In this blog, I’m going to show you 2 ways to estimate the size of the core dump file and then from there you can compare this size to the your core partition ensuring it is able to write the file.

For ESXi 5.5:

If you run the following command on vSphere 5.5 (This command only will run on 5.5) it will estimate your core dump for you.

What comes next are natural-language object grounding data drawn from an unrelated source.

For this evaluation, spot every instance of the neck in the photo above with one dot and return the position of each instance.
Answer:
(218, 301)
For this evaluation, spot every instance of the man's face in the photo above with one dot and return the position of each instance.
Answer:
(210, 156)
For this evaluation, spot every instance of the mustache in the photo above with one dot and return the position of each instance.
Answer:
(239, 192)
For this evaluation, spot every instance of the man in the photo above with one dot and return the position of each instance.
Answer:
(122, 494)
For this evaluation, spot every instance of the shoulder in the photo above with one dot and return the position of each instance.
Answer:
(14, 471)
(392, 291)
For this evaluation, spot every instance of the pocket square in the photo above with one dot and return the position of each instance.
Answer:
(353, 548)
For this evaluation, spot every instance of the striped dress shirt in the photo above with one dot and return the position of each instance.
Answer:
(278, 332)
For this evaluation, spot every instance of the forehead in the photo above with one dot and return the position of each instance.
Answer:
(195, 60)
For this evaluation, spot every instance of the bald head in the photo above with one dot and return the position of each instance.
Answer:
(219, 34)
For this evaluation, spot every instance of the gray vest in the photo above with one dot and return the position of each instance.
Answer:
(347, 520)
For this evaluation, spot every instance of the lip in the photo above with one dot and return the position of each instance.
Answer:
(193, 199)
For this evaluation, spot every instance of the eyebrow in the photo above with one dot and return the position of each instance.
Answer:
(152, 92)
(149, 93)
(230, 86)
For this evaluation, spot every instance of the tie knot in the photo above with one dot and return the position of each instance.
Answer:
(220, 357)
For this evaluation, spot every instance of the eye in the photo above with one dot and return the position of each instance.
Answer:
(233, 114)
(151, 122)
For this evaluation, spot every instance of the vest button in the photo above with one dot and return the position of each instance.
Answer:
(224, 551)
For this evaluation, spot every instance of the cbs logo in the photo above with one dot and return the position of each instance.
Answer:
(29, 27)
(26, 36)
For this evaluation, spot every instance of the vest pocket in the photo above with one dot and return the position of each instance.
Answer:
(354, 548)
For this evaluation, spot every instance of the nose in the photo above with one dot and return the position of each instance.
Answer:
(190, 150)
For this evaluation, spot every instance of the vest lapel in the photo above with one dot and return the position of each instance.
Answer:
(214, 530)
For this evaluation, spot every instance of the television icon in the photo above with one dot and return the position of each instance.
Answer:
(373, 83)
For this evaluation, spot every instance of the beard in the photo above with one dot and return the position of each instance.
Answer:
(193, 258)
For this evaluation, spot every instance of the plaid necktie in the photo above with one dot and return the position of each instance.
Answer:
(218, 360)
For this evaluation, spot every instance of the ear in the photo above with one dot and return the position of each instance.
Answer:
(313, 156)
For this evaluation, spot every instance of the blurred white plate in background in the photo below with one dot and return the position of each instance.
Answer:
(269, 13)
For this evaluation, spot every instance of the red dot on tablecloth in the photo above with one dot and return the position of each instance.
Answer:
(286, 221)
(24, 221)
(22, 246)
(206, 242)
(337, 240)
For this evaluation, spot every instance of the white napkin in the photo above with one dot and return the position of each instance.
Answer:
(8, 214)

‘localcli –plugin-dir /usr/lib/vmware/esxcli/int systemInternal coredump configuration check’

core

For ESXi 5.0/.1 – the command above does not exist with 5.0-5.1 but if you follow the steps below it is a slick way to estimate the size.

Couple of options –

  • 1st Option — as a possible comparative,  you could run the 5.5 core dump command and use the result as your baseline for the similar esxi hosts running  5.0/.1 hosts
  • 2nd Option — Force a core dump test
  1. Follow these instructions to create a core dump and re-direct the dump file to a data store with enough space
  2. Once completed, note the size of the core dump and then multiply it times the number of core dumps you want to keep.
    – 250MB core dump file x 4 = 1GB << would be this size you need, my recommendation just make it 2.5GB, as this would align you for ESXi5.5 and beyond
  3.  Use these instructions to increase the size of the core dump partition – Core Dump KB’s 1000328, 2004299

Free vSphere 6 Webinar Series!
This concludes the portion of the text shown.